Я закончил институт, но по специальности далеко не продвинулся: работал рядовым инженером на заводе нестандартного оборудования и мотался по командировкам, отлаживая это самое оборудование на местах; зато стал писать рассказы, во всех крупных журналах сотрудники, разбирающие «самотек», должны были, наверное, запомнить мою фамилию. Наконец один рассказ напечатали. Я приободрился и, махнув рукой на все остальное, писал, писал, писал...
Личную жизнь я так и не устроил. Но не беда, успокаивал я себя, вот напишу свою книгу, добьюсь признания – тогда. Возможно, это была отговорка. От природы я застенчив, отношения с женщинами давались мне нелегко. С годами от мальчишеской робости я избавился, но умения нравиться не приобрел. Скоротечная женитьба быстро привела к разводу, и уже через месяц я с трудом вспоминал имя своей бывшей жены.
Мой придуманный мир в этих перипетиях только укрепился. Один коллекционирует марки, другой до седых волос собирает оловянных солдатиков и проводит часы, передвигая их по воображаемым полям сражений, – так и я продолжал свою игру. Мало-помалу придуманный мир разросся, кроме Иры и Стрепетова в нем было уже несколько десятков персонажей: некоторые из них существовали на самом деле, других я выдумывал и вводил в него волею творца. Они и я вместе с ними жили там полнокровной счастливой жизнью; чем значительнее она представлялась мне, тем с большей неохотой я возвращался к реальности, где все было, увы, намного сложнее. А мне так хотелось и здесь быть удачливо всесильным, хотелось известности и славы.

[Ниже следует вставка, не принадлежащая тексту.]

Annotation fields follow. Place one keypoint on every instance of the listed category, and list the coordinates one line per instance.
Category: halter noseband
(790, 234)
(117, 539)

Я писал, как одержимый, но рукописи, пропутешествовав, возвращались назад. Ответы из журналов уже занимали пол-ящика: «непродуманность темы», «банальность сюжета» и тому подобное. Первый успех стал забываться. Я карабкался на Олимп, но спотыкался о незаметные глазу бугорки. Изредка мои рассказы проскакивали в местную печать. Я отпрашивался на работе и бегал по редакциям, заранее готовый переписать все заново, только бы напечатали. Это была гонка без конца. Остановиться и оглянуться не хватало времени.

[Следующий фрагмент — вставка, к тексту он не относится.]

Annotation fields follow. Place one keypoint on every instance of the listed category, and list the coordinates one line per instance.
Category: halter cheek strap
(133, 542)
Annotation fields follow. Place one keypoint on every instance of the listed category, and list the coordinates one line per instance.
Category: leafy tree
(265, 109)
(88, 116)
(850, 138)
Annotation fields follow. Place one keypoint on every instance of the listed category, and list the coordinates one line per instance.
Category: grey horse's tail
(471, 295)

Когда же я уставал, придуманный мир услужливо распахивался передо мной. Я уже не вспоминал, с чего он начался. Реальность постепенно заменялась воображаемым, и воображаемое жило словно само по себе. Я вершил события этого мира, я мог заставить страдать любого его обитателя, но никогда не пользовался своим правом, ибо изначально был добр, великодушен и справедлив – и поэтому любим всеми. Доброта не распространялась только на Стрепетова.

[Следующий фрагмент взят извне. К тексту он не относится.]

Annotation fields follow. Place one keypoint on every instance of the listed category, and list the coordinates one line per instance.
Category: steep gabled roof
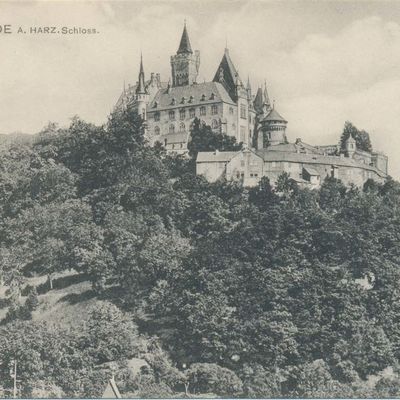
(184, 45)
(227, 75)
(213, 92)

Витька, теперь уже Виктор Михайлович, в настоящей жизни шел в гору; я слышал, он защитил кандидатскую. Они с Ирой уехали из нашего города лет десять назад. Одно время сведения о них доходили до меня через общих знакомых, потом их следа затерялись.
Я не стал в моем мире лишать Стрепетова званий и должностей, я разрешил ему достичь всего, чего он мог пожелать. Но я отнял у него обаяние, сделал всех, абсолютно всех, равнодушными к нему. Он имел все, но никому не был нужен. Я вспоминал о нем, когда у меня случались неприятности и во мне разбухало желание защитить свое «я». Тогда по моей воле он попадал в самые унизительные положения, пока наконец я не чувствовал себя удовлетворенным. В последние месяцы я все чаше прибегал к «помощи» Стрепетова...
Уже год, как я замыслил повесть о Фаусте – моем Фаусте. «Faustus» в переводе с латыни – «счастливый». А что есть в конце концов жажда познания? Это стремление быть счастливым. Так пусть мой Фауст получит счастье, от Бога ли, от дьявола – все равно. Ведь обретение счастья – это всегда победа над злом. Я несколько раз принимался писать, бросал, возвращался к началу, менял сюжетные ходы, но что-то не ладилось, не сходилось, слова, оказываясь на бумаге, теряли смысл, который я в них вкладывал, и повествование рассыпалось.
Стояла поздняя осень. За месяц я не продвинулся ни на строчку. Давила усталость. Когда стало совсем невмоготу, я взял накопившиеся отгулы и, отключив телефон, заперся дома.
Я не пробовал бороться со своим настроением, знал – бесполезно. Такое уже бывало. Оно некоторое время владело мною, потом отступало само. Но так тяжело, как сейчас, было впервые. Я метался по комнате, как волк за флажками. Напряжение не находило выхода. Если бы не придуманный мир, я бы, наверное, не выдержал. Спрятавшись в него, я снова ощутил спокойствие и уверенность. Я надеялся там отдышаться; так зверь уползает в логово, чтобы зализать раны и набраться сил.
Ира встретила меня все такой же, какой я видел ее в последний раз, пятнадцать лет назад.
– Я устал, – сказал я ей. – Давай поедем к морю.
– Давай! – радостно согласилась она. Она всегда со мной соглашалась.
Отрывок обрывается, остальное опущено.